Reads are initially mapped to the reference genome using a fast algorithm, and these initial mappings are both expanded and refined by a form of local de novo assembly, which is applied to all regions of the genome that appear to contain variants (SNPs, indels, and block substitutions) based on the initial mappings. The de novo assembly leverages mate-pair information, which allows reads to be recruited into variant calling with higher sensitivity than genome-wide mapping methods provide. Assemblies are diploid, and thus we produce two separate result sequences for each locus in diploid regions. Variants are called by independently comparing each of the diploid assemblies to the reference. The process is described in our Science paper (Drmanac et al. Science, Jan 2010), and our assembly algorithms are described in detail in our publication in the Journal of Computational Biology (Carnevali et al, Journal of Computational Biology 2011).
Copy number variable (CNV) regions are called based on depth-of-coverage analysis. Sequence coverage is averaged and corrected for GC bias over a fixed window and normalized relative to a set of standard genomes. In the case of a tumor-normal comparative analysis provided through our Cancer Sequencing Service, coverage in the tumor genome is normalized to coverage for the same region in the matched normal genome. A hidden Markov model (HMM) is used to classify segments of the genome as having 0, 1, 2, 3 copies…up to a maximum value.
Structural variations (SVs) are detected by analyzing DNB mappings found during the standard assembly process described above and identifying clusters of DNBs in which each arm maps uniquely to the reference genome, but with an unexpected mate pair length or anomalous orientation. Local de novo assembly is applied to refine junction breakpoints and resolve the transition sequence. Novel insertions of mobile elements into the sequenced genome are identified as clusters of reads that uniquely map to the reference genome with one arm and to ubiquitous sequence with the other arm.
The location, type, and orientation of the inserted elements are identified using mate pairs that map in the vicinity of the insertion site, aligning each unmapped arm to sequences of a defined set of mobile elements. The process for CNV and SV detection is described in more detail in Complete Genomics Data File Formats.

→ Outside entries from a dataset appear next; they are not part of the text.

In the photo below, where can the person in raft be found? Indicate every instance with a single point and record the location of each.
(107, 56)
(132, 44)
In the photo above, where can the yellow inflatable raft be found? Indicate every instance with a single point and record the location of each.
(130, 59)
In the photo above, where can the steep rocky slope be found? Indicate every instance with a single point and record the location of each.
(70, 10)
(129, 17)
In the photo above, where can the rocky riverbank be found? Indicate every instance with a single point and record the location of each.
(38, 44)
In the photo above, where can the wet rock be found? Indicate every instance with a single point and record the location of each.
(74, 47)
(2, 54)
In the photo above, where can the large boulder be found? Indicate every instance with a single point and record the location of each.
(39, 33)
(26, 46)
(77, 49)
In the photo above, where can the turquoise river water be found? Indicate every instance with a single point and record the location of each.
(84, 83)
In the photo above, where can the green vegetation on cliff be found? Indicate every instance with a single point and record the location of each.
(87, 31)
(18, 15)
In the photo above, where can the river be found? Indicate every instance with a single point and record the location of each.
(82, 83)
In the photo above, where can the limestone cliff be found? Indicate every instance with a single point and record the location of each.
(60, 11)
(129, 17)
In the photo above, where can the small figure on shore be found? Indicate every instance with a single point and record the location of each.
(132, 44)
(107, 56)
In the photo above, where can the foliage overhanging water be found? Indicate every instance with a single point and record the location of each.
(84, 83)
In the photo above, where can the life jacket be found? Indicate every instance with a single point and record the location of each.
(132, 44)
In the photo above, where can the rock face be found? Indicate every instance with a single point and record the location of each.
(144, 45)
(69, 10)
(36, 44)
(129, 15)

Complete Genomics identifies small variants, including SNPs, indels, and block substitutions, as well as copy number variations (CNVs), structural variations (SVs), and mobile element insertions (MEIs). For the Standard Sequencing Service, all of these variation types are identified in comparison to the human genome reference. For the Cancer Sequencing Service, somatic small variants, CNVs, and SVs are each also identified in comparison to the baseline sample within a pair or trio.

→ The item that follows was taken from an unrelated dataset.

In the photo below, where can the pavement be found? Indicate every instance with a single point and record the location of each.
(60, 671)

By contrast with some other sequencing technologies, which have a high rate of within-read indels (most single molecule sequencing and pyrosequencing-based methods have this attribute), the intra-read gaps in Complete Genomics data are relatively easy to handle. First, they always occur at, and only at, precisely known locations in each paired end. Secondly, the gaps sizes are highly predictable and generally only +/- 1 base pair from the known mid-value. Thus, algorithms can readily be designed to map, assemble, and call variants in these reads. Complete Genomics’ analysis methods for these gapped reads have been shown to produce high quality results for both SNPs and indels variant calls.
Because of the gaps, coverage for comparable detection power does need to be modestly higher than if the reads had no gaps. However, this coverage requirement is balanced by the improved base-call accuracy (and consistent accuracy over the length of the read) in Complete Genomics sequences, improving the power of the data on a per base-call basis. This accuracy is enabled by the gapped construct that provides multiple sequencing reaction priming sites in each arm of each DNB. Because the sequencing of DNBs is highly cost-effective, Complete Genomics can also generate very deep coverage of these reads and thus produce high-quality variant calls over a large fraction of the genome.

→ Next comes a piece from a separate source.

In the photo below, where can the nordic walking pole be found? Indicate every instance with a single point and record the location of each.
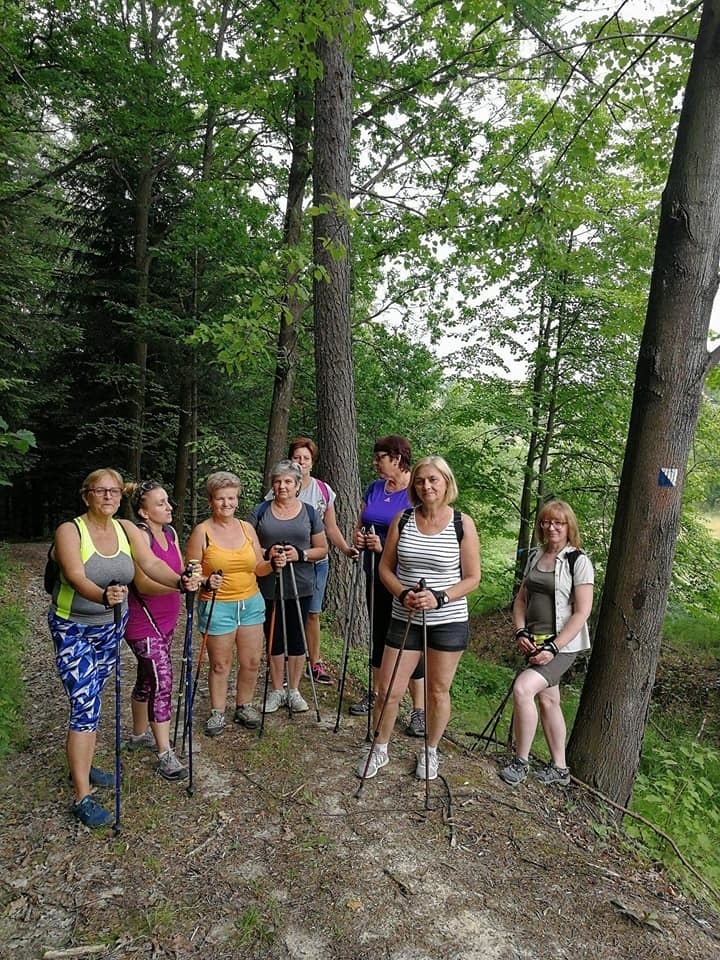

We use stringent thresholds in our variant-calling algorithms that take into account base-call accuracy, mis-mapping probability, and both quantity and consistency of evidence. A fully called position is one where we have determined the full diploid sequence (that is, we have assembled both alleles) at these thresholds. By contrast with some other pipelines, Complete Genomics’ data analysis methods are careful to distinguish regions of the genome that are confidently called homozygous reference from those which are no-called. This greatly facilitates comparison between genomes by reducing false negatives.
For clarification, when we measure a percentage of the genome called, we are referring to a percentage of the bases corresponding to the complete NCBI reference genome sequence. We are not referring to a fraction of the non-repetitive or non-degenerate genome, or to a fraction of the genome within a certain AT/GC range.
Customers with genomes processed by Assembly Pipeline version 1.5.0 or later can order re-analysis of these genomes using Assembly Pipeline version 1.10 and later. Customers have the option to indicate whether they prefer a specific version or would prefer reanalysis on the most current Assembly Pipeline version at the time of processing. Since Complete Genomics does not retain customer data, the complete and original data set must be shipped back to Complete Genomics via hard disk drive. For more information, see the Reanalysis Flyer, or contact us at firstname.lastname@example.org.
Complete Genomics’ data processing software is not distributed at this time.